该函数采用您的输入类型和坐标并计算所查询项目的地址。然后返回对此的引用。当您获取值时,这可能是常量,而当您设置值时,这可能是非常量。仅作为调试模式下的安全步骤*,会检查您的输入坐标是否有效且确实存在。如果不是这种情况,您将在标准错误输出流上收到一条很好的输出消息。与发布模式下的有效方法相比,使用此方法的唯一区别是,对于图像的每个元素,您将获得一个新的行指针,用于我们使用 C 运算符 [] 获取列元素。
如果您如果需要使用此方法对图像进行多次查找,则为每次访问输入类型和 at 关键字可能会很麻烦且耗时。为了解决这个问题,OpenCV 有一个 cv::Mat_ 数据类型。它与 Mat 相同,但有额外的需要,即在定义时您需要通过查看数据矩阵来指定数据类型,但作为回报,您可以使用 operator() 来快速访问项目。为了让事情变得更好,可以轻松地在通常的 cv::Mat 数据类型之间进行转换。您可以在上面函数的彩色图像中看到此示例的用法。尽管如此,重要的是要注意,可以使用 cv::Mat::at 函数完成相同的操作(具有相同的运行速度)。对于懒惰的程序员来说,这只是一个少写的技巧。

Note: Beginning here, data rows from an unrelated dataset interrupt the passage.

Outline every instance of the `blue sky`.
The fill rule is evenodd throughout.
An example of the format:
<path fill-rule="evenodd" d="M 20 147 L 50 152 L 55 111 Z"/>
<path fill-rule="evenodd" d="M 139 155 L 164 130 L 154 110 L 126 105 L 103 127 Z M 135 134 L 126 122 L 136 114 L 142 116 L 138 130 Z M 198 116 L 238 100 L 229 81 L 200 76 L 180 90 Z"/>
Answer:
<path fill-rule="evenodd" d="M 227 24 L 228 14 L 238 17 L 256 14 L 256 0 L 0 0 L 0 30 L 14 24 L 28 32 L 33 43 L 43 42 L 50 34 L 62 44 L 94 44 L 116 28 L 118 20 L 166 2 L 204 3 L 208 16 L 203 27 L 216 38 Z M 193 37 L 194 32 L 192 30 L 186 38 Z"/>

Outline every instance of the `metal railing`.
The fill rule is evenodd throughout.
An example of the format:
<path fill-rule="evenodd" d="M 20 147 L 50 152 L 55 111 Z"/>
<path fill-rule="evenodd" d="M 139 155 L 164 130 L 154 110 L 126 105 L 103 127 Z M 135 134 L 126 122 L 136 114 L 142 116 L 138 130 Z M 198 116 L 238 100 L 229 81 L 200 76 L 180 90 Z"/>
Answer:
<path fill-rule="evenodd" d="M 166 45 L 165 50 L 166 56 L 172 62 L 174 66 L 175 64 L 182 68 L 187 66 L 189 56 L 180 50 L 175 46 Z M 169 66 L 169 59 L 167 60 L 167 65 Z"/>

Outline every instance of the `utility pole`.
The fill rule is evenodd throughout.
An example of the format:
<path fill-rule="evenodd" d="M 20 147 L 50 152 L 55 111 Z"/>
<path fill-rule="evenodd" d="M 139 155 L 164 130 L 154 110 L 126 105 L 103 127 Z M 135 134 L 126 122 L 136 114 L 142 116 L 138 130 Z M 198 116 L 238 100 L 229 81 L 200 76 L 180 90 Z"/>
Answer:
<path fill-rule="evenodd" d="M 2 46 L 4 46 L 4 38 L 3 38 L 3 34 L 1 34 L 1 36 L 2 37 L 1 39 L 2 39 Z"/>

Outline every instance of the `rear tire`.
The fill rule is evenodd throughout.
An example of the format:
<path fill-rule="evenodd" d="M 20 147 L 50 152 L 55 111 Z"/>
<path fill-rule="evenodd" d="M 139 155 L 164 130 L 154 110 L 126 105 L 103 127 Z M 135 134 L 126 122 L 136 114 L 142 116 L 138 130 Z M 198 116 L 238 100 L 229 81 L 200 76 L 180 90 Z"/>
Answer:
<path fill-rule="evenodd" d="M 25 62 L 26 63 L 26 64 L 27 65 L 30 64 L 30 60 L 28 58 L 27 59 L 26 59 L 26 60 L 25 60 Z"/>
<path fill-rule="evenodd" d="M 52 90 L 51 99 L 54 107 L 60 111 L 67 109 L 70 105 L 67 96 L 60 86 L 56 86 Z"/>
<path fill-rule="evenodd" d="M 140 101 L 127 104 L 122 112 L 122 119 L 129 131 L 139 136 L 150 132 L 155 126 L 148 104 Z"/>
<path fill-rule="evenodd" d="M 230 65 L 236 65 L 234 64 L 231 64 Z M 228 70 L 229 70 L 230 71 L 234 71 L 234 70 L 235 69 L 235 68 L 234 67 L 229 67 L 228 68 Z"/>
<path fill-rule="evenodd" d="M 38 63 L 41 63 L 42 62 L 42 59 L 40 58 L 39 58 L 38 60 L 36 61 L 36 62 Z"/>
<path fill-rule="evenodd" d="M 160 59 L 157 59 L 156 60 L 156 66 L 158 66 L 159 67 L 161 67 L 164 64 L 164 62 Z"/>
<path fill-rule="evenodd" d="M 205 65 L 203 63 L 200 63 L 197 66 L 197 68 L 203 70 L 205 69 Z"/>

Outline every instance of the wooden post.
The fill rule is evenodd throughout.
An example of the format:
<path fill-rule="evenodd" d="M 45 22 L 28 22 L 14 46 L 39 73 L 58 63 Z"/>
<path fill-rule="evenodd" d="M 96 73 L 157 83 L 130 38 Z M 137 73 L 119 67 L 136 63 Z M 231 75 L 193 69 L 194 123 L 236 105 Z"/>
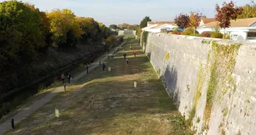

We can conclude a couple of things. If possible, use the already made functions of OpenCV (instead of reinventing these). The fastest method turns out to be the LUT function. This is because the OpenCV library is multi-thread enabled via Intel Threaded Building Blocks. However, if you need to write a simple image scan prefer the pointer method. The iterator is a safer bet, however quite slower. Using the on-the-fly reference access method for full image scan is the most costly in debug mode. In the release mode it may beat the iterator approach or not, however it surely sacrifices for this the safety trait of iterators.
我们可以得出以下几点结论。如果可能,请使用 OpenCV 已有的函数(而不是重新发明这些函数)。最快的方法是 LUT 函数。这是因为 OpenCV 库通过 Intel 线程构建模块启用了多线程。但是,如果您需要编写简单的图像扫描,则更喜欢指针方法。迭代器是一个更安全的选择,但速度相当慢。在调试模式下,使用即时参考访问方法进行全图像扫描成本最高。在发布模式下,它可能会击败迭代器方法,也可能不会,但它肯定会为此牺牲迭代器的安全特性。